Le contenu des résumés non techniques (RNT) est rédigé à des fins de communication par les établissements d'expérimentation animale. Ces résumés sont donc soumis, au minimum, au biais de désirabilité sociale, qui peut avoir pour conséquence de mettre en avant de manière détaillée les bénéfices attendus et de limiter les détails et la description des contraintes imposées aux animaux. Par ailleurs, n'étant pas sourcées ni soumises à une relecture par les pairs, les affirmations contenues dans les RNT sur des sujets scientifiques n'ont aucune valeur de preuve, mais fournissent des indications sur le cadre théorique dans lequel les établissements travaillent.

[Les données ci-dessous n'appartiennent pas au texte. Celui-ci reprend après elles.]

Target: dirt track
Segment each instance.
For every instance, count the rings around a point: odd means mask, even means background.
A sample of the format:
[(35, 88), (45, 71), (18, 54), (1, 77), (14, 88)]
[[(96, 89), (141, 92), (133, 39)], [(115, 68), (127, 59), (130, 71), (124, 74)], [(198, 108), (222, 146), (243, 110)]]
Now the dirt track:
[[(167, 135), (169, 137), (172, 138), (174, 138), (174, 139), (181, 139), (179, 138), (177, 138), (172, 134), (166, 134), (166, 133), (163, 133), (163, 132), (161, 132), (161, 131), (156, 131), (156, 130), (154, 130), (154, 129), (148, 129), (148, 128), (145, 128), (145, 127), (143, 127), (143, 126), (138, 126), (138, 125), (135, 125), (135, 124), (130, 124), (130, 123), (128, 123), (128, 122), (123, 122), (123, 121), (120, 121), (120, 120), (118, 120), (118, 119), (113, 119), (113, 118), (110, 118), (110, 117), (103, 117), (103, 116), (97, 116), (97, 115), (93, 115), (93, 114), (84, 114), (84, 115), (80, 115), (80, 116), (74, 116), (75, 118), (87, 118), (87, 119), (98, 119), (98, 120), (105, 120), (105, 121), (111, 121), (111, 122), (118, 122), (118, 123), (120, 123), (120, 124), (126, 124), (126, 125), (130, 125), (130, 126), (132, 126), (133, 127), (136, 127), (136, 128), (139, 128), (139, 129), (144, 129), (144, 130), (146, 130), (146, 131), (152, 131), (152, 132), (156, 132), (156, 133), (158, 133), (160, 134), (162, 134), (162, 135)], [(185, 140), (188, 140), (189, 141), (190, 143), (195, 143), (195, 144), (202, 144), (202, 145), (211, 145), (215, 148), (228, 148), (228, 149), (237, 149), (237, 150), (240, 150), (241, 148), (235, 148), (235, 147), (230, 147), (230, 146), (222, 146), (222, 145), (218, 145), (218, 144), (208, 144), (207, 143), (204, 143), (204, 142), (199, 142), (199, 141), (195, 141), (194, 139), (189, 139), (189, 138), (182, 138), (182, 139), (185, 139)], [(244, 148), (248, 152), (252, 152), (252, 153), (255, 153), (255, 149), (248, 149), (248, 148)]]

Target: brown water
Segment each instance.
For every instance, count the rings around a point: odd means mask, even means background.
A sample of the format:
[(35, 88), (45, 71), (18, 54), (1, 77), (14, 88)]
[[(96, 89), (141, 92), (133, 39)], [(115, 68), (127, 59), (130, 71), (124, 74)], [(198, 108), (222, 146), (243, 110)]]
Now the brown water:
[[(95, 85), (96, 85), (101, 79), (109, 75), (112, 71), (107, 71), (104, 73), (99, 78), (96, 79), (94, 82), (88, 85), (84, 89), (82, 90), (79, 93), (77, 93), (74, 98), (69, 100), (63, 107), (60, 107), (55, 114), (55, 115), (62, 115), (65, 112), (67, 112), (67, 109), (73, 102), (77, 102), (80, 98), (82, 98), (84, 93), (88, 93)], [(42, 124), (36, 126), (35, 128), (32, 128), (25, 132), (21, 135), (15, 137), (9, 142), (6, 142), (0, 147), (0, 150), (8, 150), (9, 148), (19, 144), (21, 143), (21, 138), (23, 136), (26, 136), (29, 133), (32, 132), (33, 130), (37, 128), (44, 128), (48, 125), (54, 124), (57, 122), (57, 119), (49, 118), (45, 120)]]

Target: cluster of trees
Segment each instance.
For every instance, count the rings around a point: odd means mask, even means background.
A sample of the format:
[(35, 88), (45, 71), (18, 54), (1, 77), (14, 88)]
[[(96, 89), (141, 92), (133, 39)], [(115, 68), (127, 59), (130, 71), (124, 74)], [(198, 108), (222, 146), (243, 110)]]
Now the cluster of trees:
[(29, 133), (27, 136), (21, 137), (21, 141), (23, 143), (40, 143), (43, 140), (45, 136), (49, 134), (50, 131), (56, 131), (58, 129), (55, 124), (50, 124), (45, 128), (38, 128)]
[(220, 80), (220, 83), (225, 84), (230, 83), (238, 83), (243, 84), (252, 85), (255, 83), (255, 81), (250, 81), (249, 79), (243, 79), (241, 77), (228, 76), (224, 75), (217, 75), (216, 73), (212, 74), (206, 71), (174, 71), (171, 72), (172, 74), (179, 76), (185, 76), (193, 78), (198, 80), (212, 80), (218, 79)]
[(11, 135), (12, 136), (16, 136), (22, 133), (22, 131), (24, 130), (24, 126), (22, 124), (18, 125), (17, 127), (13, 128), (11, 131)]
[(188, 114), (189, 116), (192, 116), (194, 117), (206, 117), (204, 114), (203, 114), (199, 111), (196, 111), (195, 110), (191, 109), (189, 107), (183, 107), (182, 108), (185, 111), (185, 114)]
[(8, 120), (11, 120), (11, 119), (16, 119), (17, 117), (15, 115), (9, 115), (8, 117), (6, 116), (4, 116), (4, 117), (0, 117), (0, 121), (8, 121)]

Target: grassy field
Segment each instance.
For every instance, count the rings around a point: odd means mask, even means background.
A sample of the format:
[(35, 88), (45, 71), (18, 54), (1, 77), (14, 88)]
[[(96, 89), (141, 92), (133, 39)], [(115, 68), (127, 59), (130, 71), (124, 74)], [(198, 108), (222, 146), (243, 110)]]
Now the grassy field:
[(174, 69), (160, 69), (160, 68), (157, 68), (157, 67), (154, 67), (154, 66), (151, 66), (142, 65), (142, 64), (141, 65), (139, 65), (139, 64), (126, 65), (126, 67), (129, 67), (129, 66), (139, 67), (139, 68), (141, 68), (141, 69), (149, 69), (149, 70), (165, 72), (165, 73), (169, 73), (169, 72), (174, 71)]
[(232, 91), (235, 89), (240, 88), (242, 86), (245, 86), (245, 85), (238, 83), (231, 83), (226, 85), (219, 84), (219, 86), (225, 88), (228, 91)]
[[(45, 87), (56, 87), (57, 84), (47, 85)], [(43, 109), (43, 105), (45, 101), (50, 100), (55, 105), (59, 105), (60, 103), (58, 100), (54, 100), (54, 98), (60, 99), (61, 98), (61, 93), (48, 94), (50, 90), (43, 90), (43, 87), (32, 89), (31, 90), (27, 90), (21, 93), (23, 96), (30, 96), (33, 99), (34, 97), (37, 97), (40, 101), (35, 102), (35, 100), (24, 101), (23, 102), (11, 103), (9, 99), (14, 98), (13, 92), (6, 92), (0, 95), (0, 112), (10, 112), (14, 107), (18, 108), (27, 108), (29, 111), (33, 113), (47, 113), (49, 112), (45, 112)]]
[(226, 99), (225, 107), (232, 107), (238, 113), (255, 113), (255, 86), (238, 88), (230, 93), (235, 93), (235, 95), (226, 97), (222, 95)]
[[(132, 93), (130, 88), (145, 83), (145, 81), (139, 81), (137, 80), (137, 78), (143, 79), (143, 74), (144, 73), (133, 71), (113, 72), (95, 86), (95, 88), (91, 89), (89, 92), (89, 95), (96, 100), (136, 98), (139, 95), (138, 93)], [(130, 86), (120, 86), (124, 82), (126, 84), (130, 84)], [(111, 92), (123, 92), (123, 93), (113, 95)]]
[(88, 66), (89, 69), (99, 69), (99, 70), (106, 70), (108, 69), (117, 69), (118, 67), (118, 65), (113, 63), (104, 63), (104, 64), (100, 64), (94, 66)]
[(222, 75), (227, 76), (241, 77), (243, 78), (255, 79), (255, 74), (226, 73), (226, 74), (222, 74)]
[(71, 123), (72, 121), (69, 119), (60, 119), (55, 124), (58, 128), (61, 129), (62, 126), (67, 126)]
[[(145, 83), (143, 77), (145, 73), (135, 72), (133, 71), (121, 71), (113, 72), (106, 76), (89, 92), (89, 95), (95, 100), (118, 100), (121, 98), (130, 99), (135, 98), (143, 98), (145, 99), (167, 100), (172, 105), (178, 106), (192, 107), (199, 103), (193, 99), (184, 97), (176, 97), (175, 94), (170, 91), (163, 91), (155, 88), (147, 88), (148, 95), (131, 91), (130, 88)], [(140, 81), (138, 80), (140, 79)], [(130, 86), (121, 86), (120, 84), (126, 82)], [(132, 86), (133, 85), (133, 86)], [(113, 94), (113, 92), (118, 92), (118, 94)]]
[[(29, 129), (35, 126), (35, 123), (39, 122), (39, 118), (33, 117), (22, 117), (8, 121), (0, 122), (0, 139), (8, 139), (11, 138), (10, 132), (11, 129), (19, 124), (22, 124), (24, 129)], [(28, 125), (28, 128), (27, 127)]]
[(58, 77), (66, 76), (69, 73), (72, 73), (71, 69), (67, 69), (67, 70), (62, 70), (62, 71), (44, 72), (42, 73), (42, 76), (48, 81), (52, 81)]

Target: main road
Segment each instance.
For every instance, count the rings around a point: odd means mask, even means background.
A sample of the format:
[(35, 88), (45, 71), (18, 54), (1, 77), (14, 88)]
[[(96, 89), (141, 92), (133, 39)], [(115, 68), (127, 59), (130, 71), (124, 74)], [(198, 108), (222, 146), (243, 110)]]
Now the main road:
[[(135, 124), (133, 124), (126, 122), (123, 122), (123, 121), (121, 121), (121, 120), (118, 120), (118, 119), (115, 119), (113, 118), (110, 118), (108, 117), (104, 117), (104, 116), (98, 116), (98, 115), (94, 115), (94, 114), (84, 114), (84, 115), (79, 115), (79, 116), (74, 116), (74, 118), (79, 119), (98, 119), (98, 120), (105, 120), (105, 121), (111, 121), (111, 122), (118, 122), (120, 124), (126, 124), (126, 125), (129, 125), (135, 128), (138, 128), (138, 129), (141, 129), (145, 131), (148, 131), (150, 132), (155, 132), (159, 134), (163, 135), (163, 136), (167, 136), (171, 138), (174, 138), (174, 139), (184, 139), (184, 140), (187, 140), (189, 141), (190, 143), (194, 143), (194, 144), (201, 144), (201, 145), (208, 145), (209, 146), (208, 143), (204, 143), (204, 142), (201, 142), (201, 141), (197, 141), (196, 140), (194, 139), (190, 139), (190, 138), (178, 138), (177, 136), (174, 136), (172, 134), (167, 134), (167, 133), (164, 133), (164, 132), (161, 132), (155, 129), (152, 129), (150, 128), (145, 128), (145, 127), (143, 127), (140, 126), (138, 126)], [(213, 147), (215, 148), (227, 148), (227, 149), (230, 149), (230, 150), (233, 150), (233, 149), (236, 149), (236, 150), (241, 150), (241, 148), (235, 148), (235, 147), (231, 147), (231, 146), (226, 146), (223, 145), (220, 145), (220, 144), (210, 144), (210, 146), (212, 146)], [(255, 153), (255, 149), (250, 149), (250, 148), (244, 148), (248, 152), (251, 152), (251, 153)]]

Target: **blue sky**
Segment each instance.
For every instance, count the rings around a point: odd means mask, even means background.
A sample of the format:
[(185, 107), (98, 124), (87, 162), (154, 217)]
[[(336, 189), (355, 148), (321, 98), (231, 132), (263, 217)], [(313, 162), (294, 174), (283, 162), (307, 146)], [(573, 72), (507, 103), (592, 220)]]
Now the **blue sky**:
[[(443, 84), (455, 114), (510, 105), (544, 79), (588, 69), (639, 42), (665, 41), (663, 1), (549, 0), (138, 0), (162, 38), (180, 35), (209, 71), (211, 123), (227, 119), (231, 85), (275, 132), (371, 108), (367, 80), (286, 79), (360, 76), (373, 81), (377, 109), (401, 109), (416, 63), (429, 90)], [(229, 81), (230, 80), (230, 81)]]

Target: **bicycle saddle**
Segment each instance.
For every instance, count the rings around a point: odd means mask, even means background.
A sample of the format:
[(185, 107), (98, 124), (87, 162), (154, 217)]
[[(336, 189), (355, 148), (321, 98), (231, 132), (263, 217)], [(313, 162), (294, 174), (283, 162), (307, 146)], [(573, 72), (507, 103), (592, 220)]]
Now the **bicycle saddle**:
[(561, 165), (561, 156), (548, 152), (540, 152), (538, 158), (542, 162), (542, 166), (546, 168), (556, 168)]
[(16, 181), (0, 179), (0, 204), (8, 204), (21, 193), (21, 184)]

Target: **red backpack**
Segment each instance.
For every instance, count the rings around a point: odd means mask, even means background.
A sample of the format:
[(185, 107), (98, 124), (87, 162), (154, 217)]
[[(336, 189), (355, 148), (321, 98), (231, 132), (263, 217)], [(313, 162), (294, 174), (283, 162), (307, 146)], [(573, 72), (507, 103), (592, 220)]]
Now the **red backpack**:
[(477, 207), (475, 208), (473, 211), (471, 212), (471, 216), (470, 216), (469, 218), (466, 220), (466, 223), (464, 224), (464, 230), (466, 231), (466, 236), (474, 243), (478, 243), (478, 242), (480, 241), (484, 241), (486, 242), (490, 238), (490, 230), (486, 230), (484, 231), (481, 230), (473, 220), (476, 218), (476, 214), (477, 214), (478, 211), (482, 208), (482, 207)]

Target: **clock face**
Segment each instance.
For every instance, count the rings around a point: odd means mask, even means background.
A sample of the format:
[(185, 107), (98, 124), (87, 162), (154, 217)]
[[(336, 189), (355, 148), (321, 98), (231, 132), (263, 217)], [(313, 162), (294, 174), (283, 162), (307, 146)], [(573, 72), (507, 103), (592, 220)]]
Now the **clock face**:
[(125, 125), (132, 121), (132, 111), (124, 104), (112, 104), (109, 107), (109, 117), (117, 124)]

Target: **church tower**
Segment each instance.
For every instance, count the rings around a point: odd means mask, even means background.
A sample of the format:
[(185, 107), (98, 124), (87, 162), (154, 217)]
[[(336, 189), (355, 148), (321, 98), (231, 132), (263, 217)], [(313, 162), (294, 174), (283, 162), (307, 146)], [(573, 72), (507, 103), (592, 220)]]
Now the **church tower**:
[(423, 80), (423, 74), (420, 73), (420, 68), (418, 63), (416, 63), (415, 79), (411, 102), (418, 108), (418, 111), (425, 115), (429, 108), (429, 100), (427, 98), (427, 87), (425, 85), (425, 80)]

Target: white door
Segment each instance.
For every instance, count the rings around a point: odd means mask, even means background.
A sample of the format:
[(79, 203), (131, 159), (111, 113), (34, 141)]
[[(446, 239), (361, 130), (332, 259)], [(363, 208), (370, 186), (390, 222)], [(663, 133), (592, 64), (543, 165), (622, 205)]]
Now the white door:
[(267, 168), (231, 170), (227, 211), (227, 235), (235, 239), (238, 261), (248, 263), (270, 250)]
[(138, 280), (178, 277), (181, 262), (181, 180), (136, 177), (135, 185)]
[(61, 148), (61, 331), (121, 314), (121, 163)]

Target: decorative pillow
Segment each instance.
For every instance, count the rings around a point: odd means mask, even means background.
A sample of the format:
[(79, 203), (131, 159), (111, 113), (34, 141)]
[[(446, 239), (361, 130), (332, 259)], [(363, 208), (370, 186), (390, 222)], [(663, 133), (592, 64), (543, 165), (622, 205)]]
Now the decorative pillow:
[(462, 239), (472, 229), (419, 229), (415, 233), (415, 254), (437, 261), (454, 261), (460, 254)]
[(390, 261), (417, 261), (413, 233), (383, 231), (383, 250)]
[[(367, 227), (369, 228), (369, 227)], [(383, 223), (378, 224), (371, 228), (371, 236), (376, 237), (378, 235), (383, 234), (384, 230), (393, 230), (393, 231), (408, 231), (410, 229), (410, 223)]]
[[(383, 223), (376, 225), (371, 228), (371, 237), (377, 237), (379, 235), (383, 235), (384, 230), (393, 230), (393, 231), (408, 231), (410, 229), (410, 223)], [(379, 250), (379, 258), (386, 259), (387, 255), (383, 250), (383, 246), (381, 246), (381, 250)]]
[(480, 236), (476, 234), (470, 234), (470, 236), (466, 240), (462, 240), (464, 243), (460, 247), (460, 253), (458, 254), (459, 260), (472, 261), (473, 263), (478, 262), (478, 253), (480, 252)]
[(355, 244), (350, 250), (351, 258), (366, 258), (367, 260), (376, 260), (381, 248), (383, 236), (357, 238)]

Objectifs et bénéfices escomptés du projet

Décrire les objectifs du projet.

Ce projet consiste en l’administration d’un ou de plusieurs candidats médicaments (humain ou vétérinaire) ou substance vaccinale à des lapins par administration unique ou répétée afin d’évaluer son risque toxique et d’optimiser ses conditions d’utilisation pendant son développement pré-clinique. Dans le cadre des lignes directrices pour l’approbation d’un candidat médicament, deux espèces, une rongeur et une non-rongeur, sont requises dans le cadre des études pré-cliniques. Pour l’évaluation des vaccins et dans le cadre de certaines voies d’administration (oculaires), une espèce est généralement acceptée, et le lapin est l’espèce privilégiée. Les administrations se feront au même rythme que pour l’administration chez l’Homme, et elles pourront être journalières, hebdomadaires, ou par cycle (1 administration + une période sans traitement, ce cycle étant répété plusieurs fois).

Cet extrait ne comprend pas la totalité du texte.